Spiritual reflection
Later, we understood that the month-long period is designed to nurture peace, sobriety, and spiritual reflection ahead of the Homowo Festival.
Since we began to accept the ban on noisemaking instead of fighting it, we’ve noticed how quietude stimulates contemplation.
Let’s face it: sometimes the drums, keyboards, trumpets, and loud music rather deprive us of the calmness needed for meditating on God’s Word and focusing on Christ.
In evangelical Christian circles, our personal devotional moment is known as the quiet time, emphasising the need for serenity in the presence of God.
Making faith relatable
Christianity’s history includes borrowing certain traditional or local festivals for worship.
Secular holidays, fiestas, carnivals, and events have been positively adopted for Christian celebrations.
These include Christmas (Yuletide), Easter, St. Valentine’s Day, and other traditional days that were taken over by the church as a strategy to make the Christian faith more relatable to new converts.
Therefore, since the church wouldn’t celebrate the traditional Homowo, it can safely adopt the silence that precedes the festival. A month of silence for Christian meditation should be a welcome idea.
The church may be accused of being syncretic (blending Christianity with other faiths), but looking for ways to carefully and prayerfully promote inclusivity in order to position the church for growth cannot be sacrilegious.
Seminar silence
We were in Pretoria to attend a seminar for writers. Our host, a South African war veteran who had built a conference centre far away in the countryside, issued a weird instruction from day one.
“There shall be no talking from 6 a.m. to 9 a.m. every morning,” he said.
Explaining, he insisted that before the seminar began at 9 a.m. each day, we were to keep total silence: no greetings, no private or public singing, no conversation, and not even whistling.
Some of us initially grumbled over such a bizarre instruction.
But three days into the weeklong programme, when we got used to the three-hour ban on noisemaking, we started enjoying it!
With a cup of coffee in hand, we sat quietly by ourselves and enjoyed our personal solitude.
So there is certainly something good and refreshing about shutting up and listening to our innermost thoughts.
A proverb states that even a fool is considered wise when he keeps silent (Proverbs 17:28).
God in the silence
Remember the prophet, Elijah? When the Lord was about to pass by, so the prophet would experience His presence, a strong windstorm tore the mountain apart and shattered the rocks. But God was not in the storm.
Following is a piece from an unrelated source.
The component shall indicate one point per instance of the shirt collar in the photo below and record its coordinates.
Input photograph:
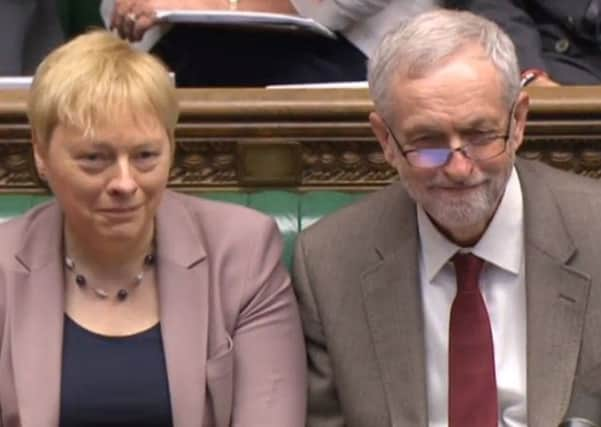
(501, 244)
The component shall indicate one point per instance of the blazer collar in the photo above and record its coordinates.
(183, 277)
After the wind came the earthquake—another noisy phenomenon, but the Lord was not in the earthquake.
Neither was He in the crackling fire that followed the earthquake.
So how did Elijah experience the Lord? We learn from 1 Kings 19:12: “After the fire came a gentle whisper (or a still small voice).”
Thus, God spoke to the prophet in a quiet moment.
One day, our pastor told us, “Please, when you arrive at church, minimise the socialising and quietly sit down to meditate, so you can hear God speaking.”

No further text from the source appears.